Cross-Entity Searching - Part 1

Written by Akshay Goel

April 2, 2025

Share on social

Overview

At Apollo, our mission to build a leading Sales Platform brings with it a variety of complex customer use cases. Our goal is to support these use cases in the most intuitive and user-friendly manner possible.

One such intricate challenge is enabling searches across multiple Apollo entities within different contexts. Apollo's system comprises numerous entities that users interact with across various surfaces, including:

People
Companies
Contacts
Accounts
Job Openings
Emails
Phone Calls
Meetings
And more.

In this blog, we will explore how Apollo meets the challenge of delivering robust, accurate, and high-performance search capabilities across these entities.

The Problem

Apollo leverages Elasticsearch (ES) as its primary search database. Most customer data is indexed within ES clusters to facilitate quick and efficient access, particularly when searching through various filters supported by Apollo.

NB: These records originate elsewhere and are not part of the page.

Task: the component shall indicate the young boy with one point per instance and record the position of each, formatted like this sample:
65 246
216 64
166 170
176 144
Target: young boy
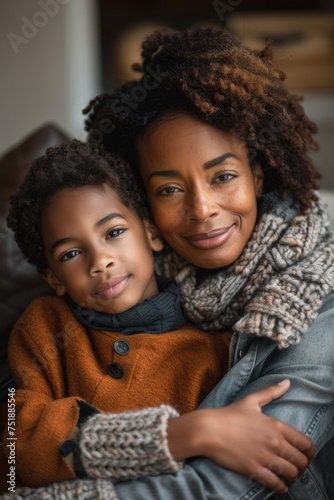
113 339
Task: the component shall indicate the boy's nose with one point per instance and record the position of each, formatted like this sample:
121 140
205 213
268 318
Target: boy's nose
100 262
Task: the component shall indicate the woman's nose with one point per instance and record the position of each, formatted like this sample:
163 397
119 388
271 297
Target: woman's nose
200 205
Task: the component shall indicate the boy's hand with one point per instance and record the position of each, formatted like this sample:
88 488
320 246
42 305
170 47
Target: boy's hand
241 438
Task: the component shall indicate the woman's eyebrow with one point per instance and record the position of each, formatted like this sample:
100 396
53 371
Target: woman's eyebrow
218 160
208 164
164 173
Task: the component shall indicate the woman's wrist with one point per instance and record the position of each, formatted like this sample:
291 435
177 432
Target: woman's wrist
187 436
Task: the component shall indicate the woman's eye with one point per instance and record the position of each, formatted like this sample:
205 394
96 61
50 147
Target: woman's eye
115 232
69 255
224 177
167 191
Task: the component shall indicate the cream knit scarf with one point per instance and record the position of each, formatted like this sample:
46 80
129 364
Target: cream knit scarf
275 287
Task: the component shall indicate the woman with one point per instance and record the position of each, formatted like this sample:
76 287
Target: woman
222 149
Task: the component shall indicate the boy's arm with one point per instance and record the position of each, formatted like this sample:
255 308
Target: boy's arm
45 422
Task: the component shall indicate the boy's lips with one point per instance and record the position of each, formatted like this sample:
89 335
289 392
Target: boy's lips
211 239
112 287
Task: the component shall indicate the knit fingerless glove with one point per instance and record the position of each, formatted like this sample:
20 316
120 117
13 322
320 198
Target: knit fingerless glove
87 489
127 445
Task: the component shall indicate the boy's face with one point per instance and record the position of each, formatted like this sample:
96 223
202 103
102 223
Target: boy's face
98 250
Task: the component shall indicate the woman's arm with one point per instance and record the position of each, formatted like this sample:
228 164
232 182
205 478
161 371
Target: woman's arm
241 438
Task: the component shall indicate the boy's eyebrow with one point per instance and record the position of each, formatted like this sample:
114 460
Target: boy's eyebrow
107 218
208 164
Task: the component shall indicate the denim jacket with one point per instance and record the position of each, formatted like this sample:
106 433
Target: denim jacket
255 363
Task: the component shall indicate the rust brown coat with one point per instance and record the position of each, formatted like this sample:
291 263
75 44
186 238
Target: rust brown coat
56 361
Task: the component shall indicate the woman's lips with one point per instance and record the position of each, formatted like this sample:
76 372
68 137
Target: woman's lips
212 239
112 287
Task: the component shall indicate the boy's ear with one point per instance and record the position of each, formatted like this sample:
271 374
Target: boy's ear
53 281
153 235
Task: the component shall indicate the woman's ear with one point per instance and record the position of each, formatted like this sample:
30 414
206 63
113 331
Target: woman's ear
153 235
258 176
53 281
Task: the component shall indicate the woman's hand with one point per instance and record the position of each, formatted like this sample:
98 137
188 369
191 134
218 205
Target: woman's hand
241 438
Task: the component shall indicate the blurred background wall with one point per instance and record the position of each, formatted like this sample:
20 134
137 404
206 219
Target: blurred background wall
57 54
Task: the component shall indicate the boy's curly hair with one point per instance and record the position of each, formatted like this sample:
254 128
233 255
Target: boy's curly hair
209 74
70 165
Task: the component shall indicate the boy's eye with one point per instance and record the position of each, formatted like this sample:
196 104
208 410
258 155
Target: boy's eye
69 255
115 232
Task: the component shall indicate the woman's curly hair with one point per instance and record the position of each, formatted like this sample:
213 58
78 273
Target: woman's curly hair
209 74
71 165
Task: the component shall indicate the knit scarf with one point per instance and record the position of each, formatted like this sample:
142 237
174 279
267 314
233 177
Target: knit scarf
275 288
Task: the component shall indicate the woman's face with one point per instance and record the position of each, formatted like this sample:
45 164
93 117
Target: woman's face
201 189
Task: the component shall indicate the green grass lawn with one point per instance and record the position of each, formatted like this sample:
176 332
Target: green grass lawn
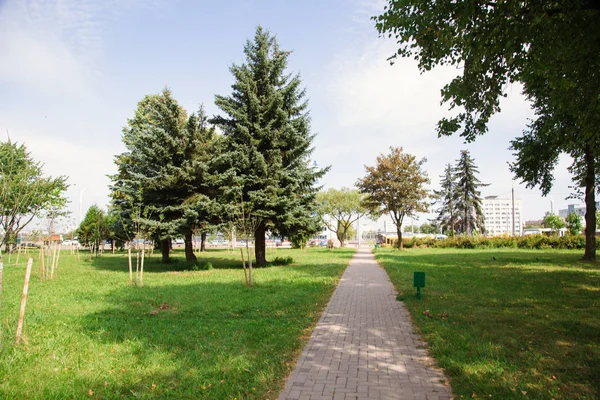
185 334
506 324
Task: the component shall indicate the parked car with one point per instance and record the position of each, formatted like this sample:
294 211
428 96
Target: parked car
29 245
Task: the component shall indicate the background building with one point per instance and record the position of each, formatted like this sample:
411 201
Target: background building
579 210
498 215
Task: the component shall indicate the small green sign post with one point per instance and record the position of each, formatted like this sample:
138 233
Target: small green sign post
419 282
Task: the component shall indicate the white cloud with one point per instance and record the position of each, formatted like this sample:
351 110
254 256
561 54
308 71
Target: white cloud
375 105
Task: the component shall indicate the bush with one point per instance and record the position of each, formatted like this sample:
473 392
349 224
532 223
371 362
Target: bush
569 242
203 266
282 261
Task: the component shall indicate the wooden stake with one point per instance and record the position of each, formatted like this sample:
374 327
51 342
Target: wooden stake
1 268
244 265
142 267
249 264
130 270
53 261
24 300
43 264
58 256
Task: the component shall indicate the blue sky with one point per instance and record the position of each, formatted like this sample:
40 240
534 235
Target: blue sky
72 72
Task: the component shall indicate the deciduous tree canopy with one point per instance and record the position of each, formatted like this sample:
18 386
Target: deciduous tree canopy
551 47
24 191
340 208
395 186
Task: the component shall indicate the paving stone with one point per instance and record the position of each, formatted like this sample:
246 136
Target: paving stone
364 346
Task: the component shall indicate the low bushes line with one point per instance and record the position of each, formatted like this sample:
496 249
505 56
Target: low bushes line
522 242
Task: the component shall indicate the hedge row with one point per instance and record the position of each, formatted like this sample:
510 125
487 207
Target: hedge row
522 242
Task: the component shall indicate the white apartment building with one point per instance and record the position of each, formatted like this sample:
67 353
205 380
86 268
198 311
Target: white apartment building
498 215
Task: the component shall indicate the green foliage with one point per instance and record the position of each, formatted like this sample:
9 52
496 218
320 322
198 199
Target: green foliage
348 229
549 47
553 222
340 208
411 228
94 229
203 266
429 229
539 242
447 197
25 192
395 186
468 204
164 175
574 224
508 323
282 261
184 335
267 145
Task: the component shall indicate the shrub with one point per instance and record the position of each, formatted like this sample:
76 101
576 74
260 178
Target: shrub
282 261
203 266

However, each entity is connected to multiple others through different types of relationships, such as:

Employment History: Person1 works at Company1 and previously worked at Companies 2, 3, and 4.
Contact Creation: Contact1 was created from Person1 when they worked at Company2.
Account Association: Contact1 belongs to Account2, which was created from Company2.
Email Correspondence: Email1 was sent to Contact1.
Meeting Participants: Meeting1 included Contact1, Contact2, and Contact3.

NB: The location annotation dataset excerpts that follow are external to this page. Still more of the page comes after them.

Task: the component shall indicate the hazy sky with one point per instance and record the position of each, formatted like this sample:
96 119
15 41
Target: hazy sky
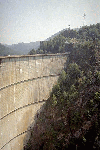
34 20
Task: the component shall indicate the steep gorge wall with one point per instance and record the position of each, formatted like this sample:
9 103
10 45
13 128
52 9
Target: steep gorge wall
25 84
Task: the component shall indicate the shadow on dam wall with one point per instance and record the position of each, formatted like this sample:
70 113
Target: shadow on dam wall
25 85
33 126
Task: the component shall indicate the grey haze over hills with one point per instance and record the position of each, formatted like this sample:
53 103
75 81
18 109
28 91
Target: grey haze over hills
24 48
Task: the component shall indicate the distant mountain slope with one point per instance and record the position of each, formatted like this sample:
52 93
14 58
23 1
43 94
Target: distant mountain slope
6 50
24 48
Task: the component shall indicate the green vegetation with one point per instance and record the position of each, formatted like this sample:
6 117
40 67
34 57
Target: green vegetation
70 119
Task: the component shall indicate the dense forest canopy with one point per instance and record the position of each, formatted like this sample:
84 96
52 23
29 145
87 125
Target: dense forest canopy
70 118
68 38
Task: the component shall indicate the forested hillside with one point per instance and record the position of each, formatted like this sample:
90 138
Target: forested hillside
70 119
68 38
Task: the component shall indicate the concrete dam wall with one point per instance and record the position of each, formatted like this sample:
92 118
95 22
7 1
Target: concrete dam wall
25 84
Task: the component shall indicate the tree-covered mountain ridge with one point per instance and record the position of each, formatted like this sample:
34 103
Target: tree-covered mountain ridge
70 118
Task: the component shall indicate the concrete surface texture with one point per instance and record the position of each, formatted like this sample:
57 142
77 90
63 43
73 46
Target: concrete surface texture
25 84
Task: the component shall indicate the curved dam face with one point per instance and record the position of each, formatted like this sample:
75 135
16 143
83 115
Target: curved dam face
25 84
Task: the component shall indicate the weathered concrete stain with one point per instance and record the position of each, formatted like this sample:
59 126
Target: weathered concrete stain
25 84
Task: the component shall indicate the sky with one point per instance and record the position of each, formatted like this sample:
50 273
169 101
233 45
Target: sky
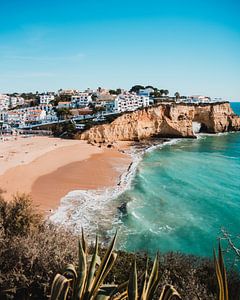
192 47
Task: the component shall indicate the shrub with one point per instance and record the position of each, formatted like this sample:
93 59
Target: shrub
29 261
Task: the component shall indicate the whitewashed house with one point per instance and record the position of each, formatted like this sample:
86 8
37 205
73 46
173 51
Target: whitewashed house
130 102
46 98
64 104
81 100
4 102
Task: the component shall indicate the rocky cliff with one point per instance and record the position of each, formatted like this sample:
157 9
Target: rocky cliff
165 120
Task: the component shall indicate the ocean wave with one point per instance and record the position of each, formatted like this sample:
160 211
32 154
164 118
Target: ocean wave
95 210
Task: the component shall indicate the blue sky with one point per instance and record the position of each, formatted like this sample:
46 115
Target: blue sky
188 46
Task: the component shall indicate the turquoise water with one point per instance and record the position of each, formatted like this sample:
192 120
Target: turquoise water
182 195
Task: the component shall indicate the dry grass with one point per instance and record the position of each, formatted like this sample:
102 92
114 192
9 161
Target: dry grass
33 251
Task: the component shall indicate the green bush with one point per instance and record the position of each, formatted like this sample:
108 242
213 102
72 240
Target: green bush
33 251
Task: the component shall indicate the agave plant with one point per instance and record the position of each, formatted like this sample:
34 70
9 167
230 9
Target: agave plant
149 285
221 274
86 283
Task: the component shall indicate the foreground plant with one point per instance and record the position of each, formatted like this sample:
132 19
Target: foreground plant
149 285
221 274
87 282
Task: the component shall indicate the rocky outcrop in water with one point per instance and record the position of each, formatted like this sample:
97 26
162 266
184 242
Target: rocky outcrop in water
165 120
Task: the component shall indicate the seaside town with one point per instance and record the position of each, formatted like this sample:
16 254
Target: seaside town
30 110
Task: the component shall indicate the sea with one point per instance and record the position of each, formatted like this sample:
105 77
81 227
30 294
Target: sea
179 197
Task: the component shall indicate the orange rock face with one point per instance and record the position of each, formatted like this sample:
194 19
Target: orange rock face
165 120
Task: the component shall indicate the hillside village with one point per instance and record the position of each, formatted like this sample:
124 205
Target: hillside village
28 110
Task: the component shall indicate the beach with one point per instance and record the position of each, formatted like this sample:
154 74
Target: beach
49 168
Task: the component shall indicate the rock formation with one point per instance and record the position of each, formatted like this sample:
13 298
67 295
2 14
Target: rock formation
165 120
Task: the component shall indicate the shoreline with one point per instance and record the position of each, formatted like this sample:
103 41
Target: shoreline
79 208
37 165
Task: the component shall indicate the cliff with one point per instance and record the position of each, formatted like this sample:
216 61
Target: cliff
165 120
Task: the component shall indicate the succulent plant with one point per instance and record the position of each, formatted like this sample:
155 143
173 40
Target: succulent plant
221 274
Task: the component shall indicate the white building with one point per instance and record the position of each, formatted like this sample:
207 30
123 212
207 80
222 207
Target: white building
46 98
81 100
16 101
145 92
130 102
64 104
26 115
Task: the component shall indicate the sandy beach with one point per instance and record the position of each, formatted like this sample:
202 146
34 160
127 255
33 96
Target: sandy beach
48 168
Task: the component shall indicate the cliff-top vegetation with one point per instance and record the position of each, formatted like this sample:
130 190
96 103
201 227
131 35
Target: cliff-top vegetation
33 251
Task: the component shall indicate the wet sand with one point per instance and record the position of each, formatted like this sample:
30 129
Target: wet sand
52 167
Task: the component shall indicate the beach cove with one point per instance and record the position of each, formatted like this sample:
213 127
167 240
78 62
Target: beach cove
49 168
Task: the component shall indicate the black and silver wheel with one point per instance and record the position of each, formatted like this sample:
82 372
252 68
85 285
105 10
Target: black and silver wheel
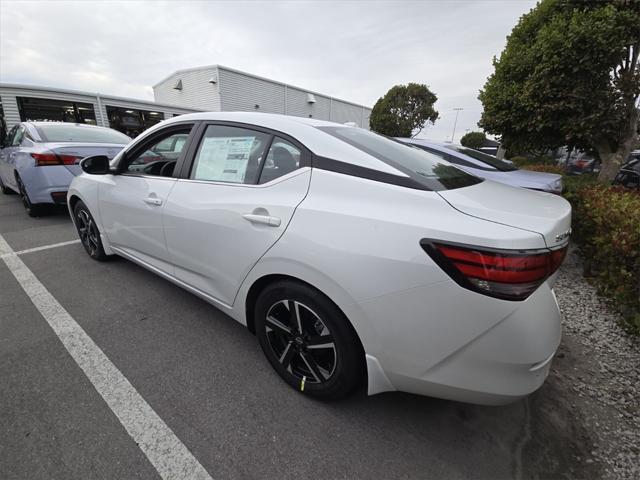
88 232
308 340
33 209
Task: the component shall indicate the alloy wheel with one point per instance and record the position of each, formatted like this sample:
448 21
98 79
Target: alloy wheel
87 231
301 341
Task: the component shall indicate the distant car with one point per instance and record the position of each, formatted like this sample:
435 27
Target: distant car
350 255
583 163
39 159
629 174
487 166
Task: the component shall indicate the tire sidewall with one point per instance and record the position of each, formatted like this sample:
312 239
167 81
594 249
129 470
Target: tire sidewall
99 253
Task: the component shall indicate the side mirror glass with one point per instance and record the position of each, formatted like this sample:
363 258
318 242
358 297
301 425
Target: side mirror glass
95 165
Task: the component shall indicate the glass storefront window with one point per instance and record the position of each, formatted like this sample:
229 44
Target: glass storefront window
44 109
132 122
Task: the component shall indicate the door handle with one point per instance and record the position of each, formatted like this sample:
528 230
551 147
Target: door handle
153 201
262 219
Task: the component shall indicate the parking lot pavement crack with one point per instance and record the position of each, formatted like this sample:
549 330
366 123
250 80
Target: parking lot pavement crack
522 441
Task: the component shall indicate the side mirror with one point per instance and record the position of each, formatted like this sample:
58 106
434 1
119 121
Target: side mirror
95 165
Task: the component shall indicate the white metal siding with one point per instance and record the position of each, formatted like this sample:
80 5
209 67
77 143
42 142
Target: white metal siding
196 91
343 112
298 105
240 92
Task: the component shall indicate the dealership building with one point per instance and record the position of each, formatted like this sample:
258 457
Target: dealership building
213 88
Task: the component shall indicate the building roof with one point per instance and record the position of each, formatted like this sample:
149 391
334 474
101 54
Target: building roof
92 94
222 67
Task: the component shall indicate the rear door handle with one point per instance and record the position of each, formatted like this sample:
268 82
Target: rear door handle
153 201
262 219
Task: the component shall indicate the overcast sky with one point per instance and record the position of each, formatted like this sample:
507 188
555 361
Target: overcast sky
355 50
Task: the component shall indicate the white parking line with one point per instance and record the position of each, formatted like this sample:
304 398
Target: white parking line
165 451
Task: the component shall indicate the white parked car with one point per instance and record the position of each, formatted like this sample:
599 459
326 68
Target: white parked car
487 166
350 255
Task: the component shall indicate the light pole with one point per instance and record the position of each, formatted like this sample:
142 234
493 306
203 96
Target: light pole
458 110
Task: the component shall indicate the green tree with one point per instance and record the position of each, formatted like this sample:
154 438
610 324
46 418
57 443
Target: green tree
474 140
404 110
569 75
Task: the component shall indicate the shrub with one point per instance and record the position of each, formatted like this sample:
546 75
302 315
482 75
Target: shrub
606 226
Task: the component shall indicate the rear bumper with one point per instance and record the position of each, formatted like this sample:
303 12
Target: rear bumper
456 351
44 183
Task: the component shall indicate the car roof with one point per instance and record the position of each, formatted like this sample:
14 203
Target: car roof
302 129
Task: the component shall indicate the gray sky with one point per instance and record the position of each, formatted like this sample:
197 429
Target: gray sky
354 50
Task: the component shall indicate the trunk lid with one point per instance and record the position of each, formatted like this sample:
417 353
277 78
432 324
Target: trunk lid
535 180
544 213
82 150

Our customers often need to query entities based on these relationships. Some common examples include:

Find all individuals working at organizations with at least 50 employees.
Identify contacts who have changed jobs since they were first saved.
Retrieve all of my emails sent to contacts employed at CompanyX.
Locate contacts associated with accounts in the ‘cold’ stage.

In traditional database systems, such queries would involve cross-table JOINs. However, due to additional requirements such as result ranking, full-text searches, and queries on arbitrary fields, Apollo does not use traditional relational databases. Instead, in ES, each entity is stored in its own index, making cross-entity searches difficult since ES lacks native support for JOIN operations.

Work Arounds

To enable JOIN-like queries in ES, there are two primary approaches:

1. Data De-normalization

This method involves embedding related objects directly within the parent object. While effective, it incurs high storage overheads and necessitates complex update propagation when embedded data changes at the source.

2. Multi-Query Join

Here, we query Index1, retrieve matching results (their IDs), and use those IDs to filter Index2, along with additional criteria. While this approach avoids storage redundancy, it becomes inefficient when the number of matched results in Index1 exceeds a few thousand.

Apollo has historically used both techniques, but as the company scaled in customer volume and data complexity these methods became bottlenecks that limited performance and feasibility.

The Solution

In search of a long-term solution, we explored various alternatives. Our research led us to Siren Federate, an Elasticsearch plugin developed by Siren.

This plugin provides the exact capabilities we needed, allowing us to execute cross-entity queries efficiently while leveraging ES’s existing infrastructure.

What is Siren Federate?

Siren Federate operates by bringing computation closer to the data, optimizing queries using ES’s inherent data topology. The architecture integrates seamlessly within the ES cluster, as illustrated below:

undefined

Key Technologies Used:

Apache Calcite – Facilitates advanced query planning.
Apache Arrow – Serves as the data format for off-heap storage.

These technologies make Siren Federate both reliable and scalable for our use case.

Implementation Strategy

Our adoption of Siren Federate followed a structured 3-step approach:

1. Feasibility Analysis

Functional Completeness – Ensuring the plugin could handle our core search use cases.
Performance Benchmarking – Verifying response times within acceptable latency limits (< 5s).
Financial Viability – Evaluating licensing costs.
Leadership Buy-In – Establishing success criteria for a trial phase.

2. Proof of Concept (PoC)

Conducted initial validation using a trial license from Siren.
Executed test queries with JOINs to assess performance.
Performed load testing across varying data volumes and concurrency levels (details in Part 2).

3. Production Rollout

Deployed Federate within our ES infrastructure (requiring rolling restarts).
Scaled infrastructure to allocate sufficient CPU/memory for Federate without impacting ES performance.
Implemented a phased rollout to customers.

Current State

Today, Siren Federate powers 100% of our JOIN-based queries in production and operates reliably at scale. While we faced minor hiccups initially, the Siren team worked closely with us to fine-tune configurations, enhance resilience, and optimize for our cluster topology.